14. Lord Moyne's assassination

Horror and concern, with some increase in anti-Semitic feeling, continue. The Prime Minister's statement (November 17) warning the Jewish organisations is approved.

(1. 2. 3. 6. 7. 8. 9. 12)

5. U.S. presidential election

The re-election of President Roosevelt for a fourth term is again referred to with great pleasure; “a well-tried friend again in office.”

(1. 3. 5. 6. 7. 9. 10)

16. News presentation

On the whole, news presentation is thought satisfactory; there are, however, a few complaints of people being treated like children, and not given the full facts. There is again much praise for War Commentaries - particularly those of Hastings and Joubert - and, to a lesser extent, for War Reports.

There are continued complaints of poor reception.

(1. 2. 3. 4. 5. 6. 7. 8. 9. 10. 12)



17. Ice-cream

The lifting of the ban on the manufacture of ice-cream has been greeted with mixed feelings - mainly critical. Though some say the idea is “tempting”, others ask “who wants ice-cream this weather?”

The main criticism, however, is that the ingredients could be put to better use if issued to householders.

(2. 3. 4. 5. 6. 8. 10)


18. U.S. troops in this country

During the past four weeks there has been a further decline in comment, due mainly to the departure of U.S. troops from many districts.

Relations have continued very cordial on the whole, and appreciation and tolerance have been enhanced by U.S. military successes in the Far East and in Europe. The Americans here are praised for their help in air raids, their friendliness, and their “homely ways”. People again say that criticism comes largely from those who do not know any Americans personally; at the same time, there is considerable relief in areas from which U.S. troops have departed.

Comment otherwise has been about:

  1. Behaviour with women and girls (Nine Regions). Comment is on familiar lines, some blaming the girls, who are chiefly attracted, it is said, by the amount of money the men are willing to spend on them.

  2. U.S. pay, compared to British (Six Regions). The disparity continues to cause resentment.

  3. Driving (Five Regions). Complaints are particularly about fast driving along narrow, winding country roads, and of blinding headlights. Some say road accidents in which U.S. vehicles are involved have increased recently.

  4. General behaviour (Five Regions). A small amount of criticism of boastfulness, drunkenness, and lack of discipline, and some comment about the number of Americans involved in recent murder cases.

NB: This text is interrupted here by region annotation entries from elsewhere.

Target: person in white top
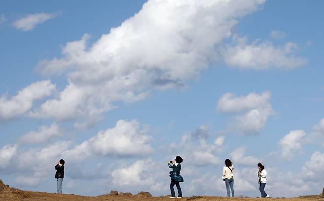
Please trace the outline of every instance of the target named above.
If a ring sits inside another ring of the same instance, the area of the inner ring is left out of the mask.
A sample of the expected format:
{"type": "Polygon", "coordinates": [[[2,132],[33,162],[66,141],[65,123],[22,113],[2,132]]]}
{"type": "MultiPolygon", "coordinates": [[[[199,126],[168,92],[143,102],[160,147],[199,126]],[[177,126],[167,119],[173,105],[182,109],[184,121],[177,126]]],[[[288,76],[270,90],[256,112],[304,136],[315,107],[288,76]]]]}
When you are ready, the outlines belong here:
{"type": "Polygon", "coordinates": [[[229,187],[232,191],[232,197],[234,197],[234,178],[233,178],[233,170],[234,166],[233,163],[228,158],[225,160],[225,166],[223,168],[223,176],[222,178],[225,181],[226,191],[227,197],[229,197],[229,187]]]}
{"type": "Polygon", "coordinates": [[[264,169],[264,166],[261,163],[258,164],[258,168],[259,169],[258,172],[259,183],[260,184],[259,189],[261,192],[261,198],[269,198],[269,195],[267,195],[264,191],[264,187],[265,187],[267,181],[266,171],[264,169]]]}

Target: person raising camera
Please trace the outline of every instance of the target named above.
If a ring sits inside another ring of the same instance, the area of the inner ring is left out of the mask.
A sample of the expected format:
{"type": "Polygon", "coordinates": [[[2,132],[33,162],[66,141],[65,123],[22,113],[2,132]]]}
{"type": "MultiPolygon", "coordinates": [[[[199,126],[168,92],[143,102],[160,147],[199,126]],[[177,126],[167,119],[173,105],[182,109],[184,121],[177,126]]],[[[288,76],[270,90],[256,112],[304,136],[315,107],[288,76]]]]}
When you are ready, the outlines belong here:
{"type": "Polygon", "coordinates": [[[57,194],[62,194],[62,182],[63,181],[63,178],[64,178],[64,164],[65,161],[64,160],[61,159],[55,166],[55,170],[56,172],[55,173],[55,178],[57,181],[57,194]]]}
{"type": "Polygon", "coordinates": [[[179,182],[183,182],[183,178],[180,175],[181,170],[181,165],[183,160],[181,157],[177,156],[175,157],[175,162],[173,163],[172,161],[167,162],[169,168],[172,168],[172,171],[170,172],[170,177],[171,177],[171,183],[170,184],[170,190],[171,190],[171,197],[170,198],[175,198],[175,193],[173,187],[175,184],[178,189],[178,197],[177,198],[182,198],[182,192],[179,182]]]}

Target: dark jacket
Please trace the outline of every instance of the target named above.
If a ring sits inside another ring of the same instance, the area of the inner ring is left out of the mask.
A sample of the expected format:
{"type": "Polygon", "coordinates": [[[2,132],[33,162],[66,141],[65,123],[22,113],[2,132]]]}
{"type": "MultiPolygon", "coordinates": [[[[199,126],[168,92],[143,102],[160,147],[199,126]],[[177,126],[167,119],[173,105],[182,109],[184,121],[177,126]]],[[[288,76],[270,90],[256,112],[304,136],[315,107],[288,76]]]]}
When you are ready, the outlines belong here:
{"type": "Polygon", "coordinates": [[[58,165],[55,166],[55,170],[56,170],[56,173],[55,173],[55,178],[64,178],[64,166],[62,165],[60,166],[58,165]]]}
{"type": "Polygon", "coordinates": [[[180,173],[180,171],[181,170],[181,165],[180,163],[178,164],[177,166],[175,164],[172,163],[169,163],[169,168],[172,169],[172,172],[174,172],[178,173],[178,174],[180,173]]]}
{"type": "Polygon", "coordinates": [[[175,181],[183,182],[183,178],[180,175],[180,171],[181,170],[181,165],[180,163],[178,164],[177,166],[175,164],[169,163],[169,168],[172,169],[172,171],[170,172],[170,177],[171,179],[175,181]]]}

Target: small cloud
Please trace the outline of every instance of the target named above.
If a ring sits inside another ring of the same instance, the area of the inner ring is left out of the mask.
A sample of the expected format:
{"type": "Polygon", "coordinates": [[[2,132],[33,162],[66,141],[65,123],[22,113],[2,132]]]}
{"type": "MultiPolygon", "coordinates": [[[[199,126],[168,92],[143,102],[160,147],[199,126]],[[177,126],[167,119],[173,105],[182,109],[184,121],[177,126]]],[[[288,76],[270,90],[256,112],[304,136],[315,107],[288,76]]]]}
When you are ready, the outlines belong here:
{"type": "Polygon", "coordinates": [[[287,36],[286,33],[280,30],[272,30],[270,37],[272,39],[283,38],[287,36]]]}
{"type": "Polygon", "coordinates": [[[37,25],[43,24],[46,21],[53,19],[57,16],[57,15],[55,13],[30,14],[15,22],[13,25],[17,29],[24,31],[31,30],[34,29],[37,25]]]}
{"type": "Polygon", "coordinates": [[[313,45],[313,42],[310,40],[307,40],[307,42],[306,43],[306,47],[308,47],[313,45]]]}
{"type": "Polygon", "coordinates": [[[4,17],[4,15],[2,14],[0,15],[0,24],[3,23],[5,21],[7,21],[7,19],[6,18],[4,17]]]}

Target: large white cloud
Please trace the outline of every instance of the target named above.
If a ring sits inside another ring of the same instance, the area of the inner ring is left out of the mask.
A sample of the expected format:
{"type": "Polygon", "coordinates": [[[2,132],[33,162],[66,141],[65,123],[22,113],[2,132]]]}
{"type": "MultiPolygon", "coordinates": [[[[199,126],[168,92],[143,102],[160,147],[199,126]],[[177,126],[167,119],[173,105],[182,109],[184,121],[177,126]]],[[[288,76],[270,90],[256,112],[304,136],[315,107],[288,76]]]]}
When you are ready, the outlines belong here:
{"type": "Polygon", "coordinates": [[[279,141],[281,148],[281,156],[290,159],[298,152],[301,151],[302,138],[306,134],[302,130],[295,130],[291,131],[279,141]]]}
{"type": "Polygon", "coordinates": [[[53,123],[50,127],[41,126],[38,131],[30,131],[21,136],[21,144],[37,144],[46,143],[51,139],[63,135],[59,125],[53,123]]]}
{"type": "Polygon", "coordinates": [[[232,161],[235,164],[256,166],[260,160],[252,156],[245,156],[247,147],[240,146],[233,151],[230,154],[232,161]]]}
{"type": "Polygon", "coordinates": [[[230,126],[234,132],[258,134],[265,126],[269,116],[274,113],[269,102],[270,97],[268,91],[261,94],[252,92],[239,97],[226,93],[218,100],[217,111],[236,114],[235,120],[230,126]]]}
{"type": "Polygon", "coordinates": [[[54,13],[39,13],[30,14],[16,22],[13,25],[17,29],[24,31],[33,29],[37,25],[44,23],[46,21],[56,17],[54,13]]]}
{"type": "Polygon", "coordinates": [[[307,63],[306,59],[293,54],[298,47],[291,42],[283,46],[275,47],[270,42],[259,43],[257,40],[248,44],[246,41],[246,38],[239,38],[236,46],[227,47],[224,55],[227,65],[246,69],[290,70],[307,63]]]}
{"type": "Polygon", "coordinates": [[[80,161],[92,156],[142,157],[153,153],[146,135],[147,129],[140,130],[136,120],[119,120],[115,127],[101,131],[63,154],[72,161],[80,161]]]}
{"type": "Polygon", "coordinates": [[[217,165],[221,164],[218,157],[223,148],[225,137],[217,137],[214,144],[209,143],[208,128],[201,125],[191,134],[185,134],[181,137],[181,141],[174,142],[166,146],[167,150],[180,154],[190,164],[197,166],[217,165]],[[193,148],[194,147],[194,148],[193,148]]]}
{"type": "Polygon", "coordinates": [[[0,149],[0,170],[8,168],[12,158],[17,153],[17,148],[16,144],[8,144],[0,149]]]}
{"type": "Polygon", "coordinates": [[[264,1],[149,0],[90,47],[85,34],[67,43],[61,58],[40,62],[39,71],[67,73],[68,84],[33,115],[96,116],[116,102],[142,100],[152,89],[183,87],[217,59],[215,47],[231,35],[237,19],[264,1]]]}
{"type": "Polygon", "coordinates": [[[324,180],[324,153],[314,152],[309,161],[305,163],[302,169],[305,178],[322,182],[324,180]]]}
{"type": "Polygon", "coordinates": [[[10,100],[2,95],[0,98],[0,121],[24,114],[32,109],[35,100],[50,95],[55,89],[55,85],[45,80],[31,84],[10,100]]]}

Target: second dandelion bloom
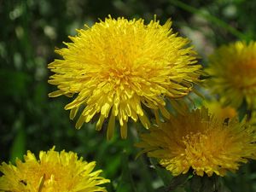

  5. Coloured troops (Four Regions). There is praise for their quiet, considerate, well-mannered behaviour; though in the Southern Region there is some disapproval of the “gangster-type” of negro recently drafted into camps formerly occupied by well-behaved coloured troops.

  6. General conditions (Three Regions). There is a feeling that U.S. troops are better looked after over leisure, food and leave than our own men.

  7. Hospitality (Three Regions). Some feel more should be done to provide for the men's leisure time and to encourage families to offer hospitality.